The fate of excess soil regulation in Ontario was the topic of a panel discussion during a recent brownfield and excess soils seminar, hosted by the Toronto Construction Association’s environmental committee.
While an Excess Soil Reuse Regulatory Package was released by the Ministry of the Environment and Climate Change earlier this year, the change in government has delayed the potential implementation of the regulation.
“My understanding is through discussions with them (the policy team) is that they are briefing up…they are sitting in ready mode waiting for direction,” said Grant Walsom, a QP (qualified person) and partner, with XCG Consulting Ltd. “The problem we have — and it’s not really a problem, it’s a setback — is that we had an election in June, a change in government and a change in government means a change in focus. I met with the minister last week (the week of Oct. 15). He has not been briefed yet on the excess soil file.”

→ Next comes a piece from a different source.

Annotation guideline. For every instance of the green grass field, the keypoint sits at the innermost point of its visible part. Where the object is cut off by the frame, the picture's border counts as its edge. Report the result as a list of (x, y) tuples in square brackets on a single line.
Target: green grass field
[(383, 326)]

Walsom explained the Best Management Practices (BMP) were issued by the provincial government in 2014. Following stakeholder consultation, a framework document was released in 2016 with 21 actions. That led to the draft regulation released in 2017 followed by the regulatory package.
“The one aspect that worries me about the regulation, the current premier is all about cutting red tape,” said Walsom. “He does not want ambiguity, he does not want the province of Ontario to not be competitive with other jurisdictions. It may not fall in that mandate…it may be cut down or reduced in some fashion. That could be the delay.”
Panellists were asked how the BMP changed the way they approach or manage soils on site.
“We have one of the largest fill sites right now in downtown Toronto,” said Meggen Janes, director, soil and groundwater management and brownfield approval with Waterfront Toronto, a tripartite agency reporting to three levels of government. “The excess soil BMP has been integral in developing an excess soil management plan for that operation…understanding that there is a rigorous process in vetting the quality and placement of the fill that’s coming in is really critical to the success of this project.”
Waterfront Toronto considers the concepts from the BMP and the draft excess soil regulation in all of its projects, Janes explained, stating, “We’ve done that because we have such scrutiny over our projects.”
Damian Rodriguez, vice-president, soil operations, GFL Environmental, said when the BMP came into place they developed a software system for managing soils, allowing clients to access information in one place.
Municipalities are now adopting the issuance of fill permits or site plan agreements that are based on the best management practices plan, however, Rodriguez pointed out, there is a disconnect between the source site and the fill site because they do not have the same standards. He used a fill site in Mount Albert, Ont. as an example.
“The problem is that 99 per cent of the submissions to send soil into that site are refused because the analysis type and the analysis frequency did not match up with the best management practices part of the site plan agreement that was established,” Rodriguez explained. “Typical small construction sites that are submitting do not get approved, only the major projects are right now aligning and meeting compliance for that site.”
Ben Morse, head of sales at Tread, said when the BMP was issued, his company received a lot of calls asking for help to manage the data between the parties.
“Being able to know that there is actually a seamless stream of data that’s going from team to team, that information is critical,” said Morse.
“Not having data standardization is a major concern…If we’re all trying to manage our own risk but using different systems to do so and to communicate, how efficient is that?”
Walsom said in the absence of the specific regulation and because BMPs are open to interpretation, his concern is that there will be disagreements between QPs such as a site QP and a municipality’s QP.
“As a QP my first goal is to represent my client,” explained Walsom. “The regulation makes sure that everyone has the same rules and they know what those expectations are so that you don’t get that subjective interpretation from one QP and another QP.”
Rodriguez pointed out one of the biggest challenges has been battles between the QPs, with some taking months to resolve.
Janes said one of the things they are doing is meeting with the construction team at the beginning of the project to discuss the soil management plans, setting out all the information and documentation that is needed.
“We find that without meeting with the contractors initially and laying it all out, it is really difficult to collect that information after the fact. So, start off on the right foot with everybody understanding the requirements,” said Janes.
“We’re struggling a little bit just to get the endorsement of all players involved and making sure everybody is on board with that rigor of the program.”